Published: Fri 11 Jul 2008 12:45 AM
Stunning twist as jury throw out shortlist in world's richest short story prize
Frank O'Connor International Short Story Award 2008
In a stunning twist, the jury of the 2008 Frank O'Connor Award, the world's largest prize for a short story collection (â‚35,000/$54,000), have bucked international trends and dispensed altogether with a shortlist to announce an outright winner, Jhumpa Lahiri, for her collection, Unaccustomed Earth.
In the literary world, where it is near standard for each award to be accompanied by leaked stories of jury in-fighting and controversy over the choice of eventual winners, the The Frank O'Connor International Short Story Award in association with the Irish Times, funded by Cork City Council and organised by the Munster Literature Centre, has once again shown its capacity for independent thinking.
Despite a longlist containing such internationally renowned names as former Booker winner Roddy Doyle and 2007 Booker winner Anne Enright, the jury - Granta Fiction Editor Rosalind Porter, Cork City Chief Librarian Liam Ronayne and Irish Times Literary Correspondent Eileen Battersby - came to the unanimous decision that Ms Lahiri's collection should be the outright winner.

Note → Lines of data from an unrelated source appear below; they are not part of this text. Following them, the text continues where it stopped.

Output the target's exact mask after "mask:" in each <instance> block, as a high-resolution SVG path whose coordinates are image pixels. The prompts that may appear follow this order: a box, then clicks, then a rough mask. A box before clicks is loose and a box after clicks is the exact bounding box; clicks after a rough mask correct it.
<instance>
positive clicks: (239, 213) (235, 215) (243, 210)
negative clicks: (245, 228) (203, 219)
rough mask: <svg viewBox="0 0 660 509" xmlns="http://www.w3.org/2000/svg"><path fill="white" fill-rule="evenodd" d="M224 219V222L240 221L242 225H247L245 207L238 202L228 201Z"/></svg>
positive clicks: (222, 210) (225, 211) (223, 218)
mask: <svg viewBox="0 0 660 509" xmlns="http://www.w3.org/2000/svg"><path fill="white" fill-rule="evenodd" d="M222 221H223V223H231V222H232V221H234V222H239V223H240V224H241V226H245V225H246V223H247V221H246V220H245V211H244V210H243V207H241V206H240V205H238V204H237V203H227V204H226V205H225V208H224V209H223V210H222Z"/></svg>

In fact, so unanimous was their decision to choose Unaccustomed Earth - which debuted in the number one slot on the New York Times Bestseller list, an almost unheard of achievement in recent times for a serious work of fiction - it was decided not to go ahead with the process of compiling a shortlist, which is usually announced in July, with the award presented in September.

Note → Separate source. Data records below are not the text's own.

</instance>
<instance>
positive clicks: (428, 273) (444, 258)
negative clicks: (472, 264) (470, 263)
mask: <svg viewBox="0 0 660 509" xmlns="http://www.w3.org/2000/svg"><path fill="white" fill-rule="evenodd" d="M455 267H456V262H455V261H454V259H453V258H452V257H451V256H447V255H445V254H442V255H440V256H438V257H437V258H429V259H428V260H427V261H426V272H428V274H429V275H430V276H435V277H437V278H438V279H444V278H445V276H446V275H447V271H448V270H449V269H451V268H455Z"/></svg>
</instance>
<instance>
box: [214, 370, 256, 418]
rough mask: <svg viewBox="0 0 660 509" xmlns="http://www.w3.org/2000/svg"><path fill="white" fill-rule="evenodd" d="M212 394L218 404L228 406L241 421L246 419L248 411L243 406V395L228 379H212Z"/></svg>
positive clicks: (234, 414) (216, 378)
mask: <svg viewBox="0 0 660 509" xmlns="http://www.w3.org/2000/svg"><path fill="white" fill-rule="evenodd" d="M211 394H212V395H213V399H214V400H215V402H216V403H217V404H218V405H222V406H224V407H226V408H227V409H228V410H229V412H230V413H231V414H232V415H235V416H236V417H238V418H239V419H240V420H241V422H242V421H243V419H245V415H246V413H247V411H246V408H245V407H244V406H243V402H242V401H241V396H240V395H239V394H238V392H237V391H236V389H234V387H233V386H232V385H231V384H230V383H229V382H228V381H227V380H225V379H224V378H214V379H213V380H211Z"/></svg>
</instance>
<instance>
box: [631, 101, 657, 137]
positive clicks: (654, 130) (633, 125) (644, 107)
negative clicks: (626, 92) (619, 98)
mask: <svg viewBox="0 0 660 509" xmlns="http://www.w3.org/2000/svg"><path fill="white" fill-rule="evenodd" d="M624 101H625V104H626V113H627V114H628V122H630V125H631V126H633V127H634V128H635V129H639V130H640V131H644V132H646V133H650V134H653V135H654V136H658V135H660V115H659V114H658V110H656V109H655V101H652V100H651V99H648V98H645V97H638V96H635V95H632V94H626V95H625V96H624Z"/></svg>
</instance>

Director of the FOC Award, Pat Cotter, speaking yesterday said:
"With a unanimous winner at this early stage we decided it would be a sham to compose a shortlist and put five other writers through unnecessary stress and suspense. Not only were the jury unanimous in their choice of Lahiri's Unaccustomed Earth as the winner, they were unanimous in their belief that so outstanding was Lahiri's achievement in this book that no other title was a serious contender."

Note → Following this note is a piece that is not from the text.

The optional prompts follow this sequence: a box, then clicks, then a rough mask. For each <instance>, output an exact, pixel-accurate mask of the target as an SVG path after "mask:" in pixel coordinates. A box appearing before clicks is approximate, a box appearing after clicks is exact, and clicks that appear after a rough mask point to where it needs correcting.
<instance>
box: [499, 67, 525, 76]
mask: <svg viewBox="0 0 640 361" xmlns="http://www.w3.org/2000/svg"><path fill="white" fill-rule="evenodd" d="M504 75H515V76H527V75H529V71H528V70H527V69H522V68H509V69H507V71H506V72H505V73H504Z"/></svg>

The FOC award, now in its fourth year and going from strength to strength, has attracted controversy in the past when writers such as Alice Munro and William Trevor failed to make the shortlist let alone win the award and last year, on the eve of the award, 2008 jury member Ms Battersby, published an article in the Irish Times which was highly critical of the Award's previous choice of winners and failure to recognise the more internationally renowned short story practioners. This year's early announcement and highly unusual decision not to follow through on the traditional process of selection, once again, reinforces the Award's growing reputation for an unusual independence of spirit.
Ms Lahiri was born in England, in 1967, to Bengali Indian parents who moved to America when she was three. Her first collection of short stories, Interpreter of Maladies, won the 2000 Pulitzer Prize - another rare achievement for a short story collection - and sold a staggering 600,000 copies. Her 2003 novel, The Namesake, was made into a successful film of the same name. Ms Lahiri lives in New York with her husband and two children.
Ms Lahiri will travel to Cork in September to be presented with the Award in a special ceremony in City Hall at the end of the Frank O'Connor International Short Story Festival and she will also give a reading and conduct a public interview with jury member and Irish Times Literary Correspondent Eileen Battersby.